Resulta pues que tú, una de las mujeres más bellas que he tenido el gusto de conocer y el placer de poseer, en efecto tenías un gran amor escondido. Más que un amor, era quizá una tristeza muy honda que día a día te carcomía y que tratabas de olvidar conmigo, pues da la casualidad que tu amor también era uno arruinado por las grandes distancias. Así fue que tuve el honor de ser elegido de entre las casi nulas opciones que tenías para poder sobrellevar esa pena y poder sobrevivir a la vida sin tu verdadero amor.
Mientras Elvira me narraba el periplo que tuviste que pasar algunos días antes de conocernos, tratando de salvar tu amor e intentando evitar que la distancia se imponga y te aleje de tu pasión, yo sólo pensaba en el buen uso que le podría dar a toda esa información en adelante. “Dime por favor que hasta hoy siguen juntos. Dime que ella lo ama con locura y que, a pesar de la distancia todavía se comunica con él muy seguido.” Pregunté con desesperación. Elena sonrió al ver mi rostro de locura al querer saber algo que en definitiva me iba a poner en una mejor posición de la que me encontraba en la batalla que estábamos librando tú y yo. “Eso sí que no sé amigo. Mi fuente no me dijo nada al respecto”. “Vamos Elvi, dile a Rosa que te cuente todo pues”. Rogué finalmente. “Ja, ja, ja. No sé de donde sacas que Rosa fue la que me contó eso”. “Ay vamos Elvi, no soy ningún imbécil”.
Elvira culminó su relato asegurando categóricamente algo: tú estabas totalmente enloquecida por aquel misterioso, oculto y triste amor que tenías a la distancia. Fue de esta manera como pude empezar a entender muchas cosas que sucedían.
Talvez ese amor te estaba esperando a lo lejos Elena. Talvez ese es el mismo amor que ahora tienes nuevamente junto a ti después de haber superado las barreras que las miles de millas les impusieron. Si es así, déjame aplaudirte de pie porque eso significa que tú ganaste la guerrita, Elena. Tú fuiste mucho más astuta y tus tácticas funcionaron mejor que las mías, pues da la casualidad que, desde aquel tiempo en el que se desarrollaron estos acontecimientos, nunca más volví a saber de la pintora peruana de la que me enamoré y continúo cargando hasta hoy la cruz y el padecimiento como castigo por mi miserable comportamiento. Yo perdí la guerrita aquella, porque perdí al amor de mi vida.

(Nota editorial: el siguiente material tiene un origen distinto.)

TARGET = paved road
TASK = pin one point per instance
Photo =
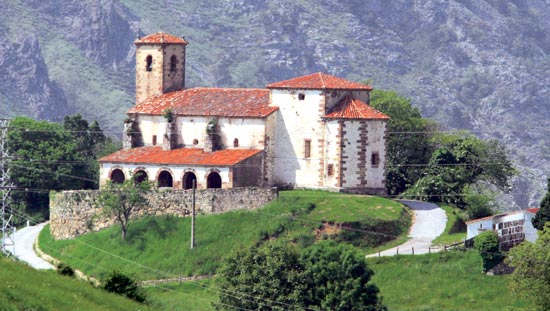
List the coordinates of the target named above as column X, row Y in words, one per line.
column 24, row 240
column 428, row 223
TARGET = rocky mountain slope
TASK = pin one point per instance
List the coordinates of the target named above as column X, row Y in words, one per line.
column 477, row 65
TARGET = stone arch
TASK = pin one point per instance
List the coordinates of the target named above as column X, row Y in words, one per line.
column 117, row 175
column 187, row 179
column 214, row 180
column 141, row 175
column 165, row 179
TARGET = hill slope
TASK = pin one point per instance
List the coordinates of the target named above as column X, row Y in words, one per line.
column 478, row 65
column 23, row 288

En fin. Cuando Elvira se fue de la casa aquella noche, me quedé nuevamente mirando hacia el techo y tratando de enmarcar aquella información en el tipo de proceder que iba a tener en adelante contigo, y decidí que, a modo de venganza, iba a utilizarla cada vez que tú me atacaras con alguna queja, algún reclamo o algún reproche.
En los días siguientes, después de haber reinado entre nosotros un silencio atronador y cruel, te prometí que todo había acabado entre la pintora peruana de la que me enamoré y yo. Te prometí también eterno e incondicional amor, Elena.
Sinceramente ya no quería seguir con aquella guerrita pues ya me había cansado de ella y de todo lo que implicaba. Necesitaba paz y tranquilidad y, al ser tú la persona que estaba a mi lado, pensé que estaba bien intentar tenerlas contigo. Sin embargo mi espíritu revanchista y mi carácter vengativo no me permitieron lograr ese objetivo. Aún esperaba el momento preciso para devolverte la estocada. Y ese momento no tardó en llegar. Aunque debo aceptar que tal vez se me pasó un poquito la mano y debo, por lo tanto, pedirte nuevamente mis más sinceras disculpas por ello, Elena (otra vez).